| VANCOUVER
- Honda would like to be the first to markeet a fuel-cell car to the public,
but it's less important than delivering something that's recognizably Honda,
says a U.S. executive overseeing the project.
"I don't think it's critical to be
first," says Steve Ellis, manager of fuel-cell marketing for American Honda
Motor Co.
"But maybe it's more important than
what is first is done with extremely high quality and (with) products that
leave a positive lasting impression on the customer."
Regardless of who's first, fuel-cell
cars will make up only a fraction of the auto market for two or more decades,
says Ellis. And automakers likely won't sell them profitably for some time.
Honda unveiled its FCX hydrogen-fuel
cell concept car at the North American International Auto Show in Detroit
last January and announced it would produce a model based on the show car
within three or four years.
It's in a race with other major automakers
to bring the zero-emission technology to dealer showrooms.
Honda, like its competitors, has
a small fleet of early-generation FCX cars mostly in the hands of fleet
customers to test the technology over a long term.
Some 15 of the tall, boxy hatchbacks
are trundling around California and New York and another dozen are in Asia.
It brought a handful of the cars
to Vancouver for this week's Globe 2006 environmental business conference.
Fuel cells produce electricity by
chemically breaking down hydrogen.
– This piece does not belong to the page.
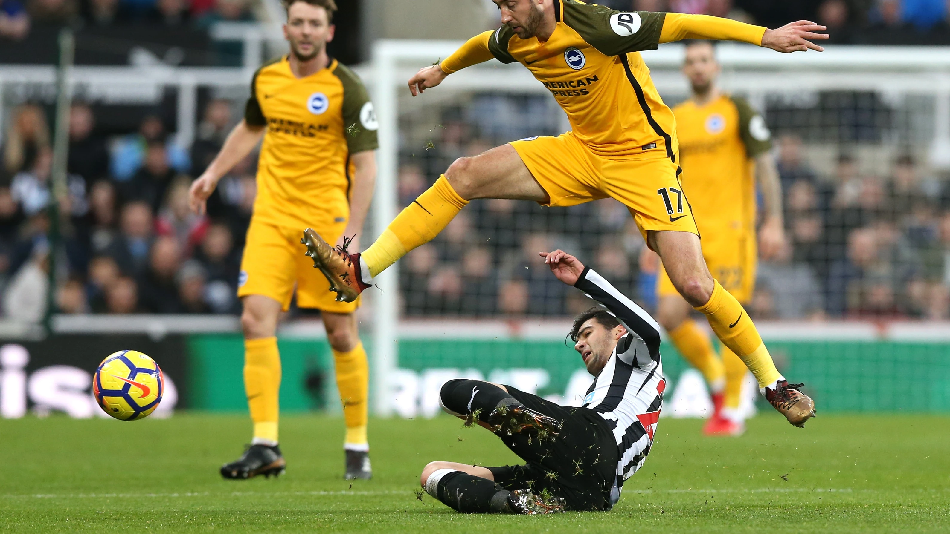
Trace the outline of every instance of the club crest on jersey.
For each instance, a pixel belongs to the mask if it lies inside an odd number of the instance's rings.
[[[330,107],[330,99],[323,93],[314,93],[307,99],[307,109],[314,115],[323,115]]]
[[[706,118],[706,133],[719,134],[726,129],[726,119],[718,113],[713,113]]]
[[[580,70],[587,64],[587,58],[584,57],[583,52],[574,46],[564,50],[564,61],[567,62],[567,66],[574,70]]]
When pure hydrogen is used, the only
byproducts are heat and water, although some pollution is produced if fuels
such as gasoline are used to make the hydrogen.
Honda was an early licensee of fuel-cell
stack technology developed by Vancouver-based Ballard Power Systems.
But eventually, like Toyota and General
Motors, Honda struck out on its own, though Ellis says some Ballard-based
Hondas are still operating.
Fuel-cell stacks are the heart of
a fuel-cell car, says Ellis, and engine development is at the core of Honda's
self-image, so going it alone was a logical choice.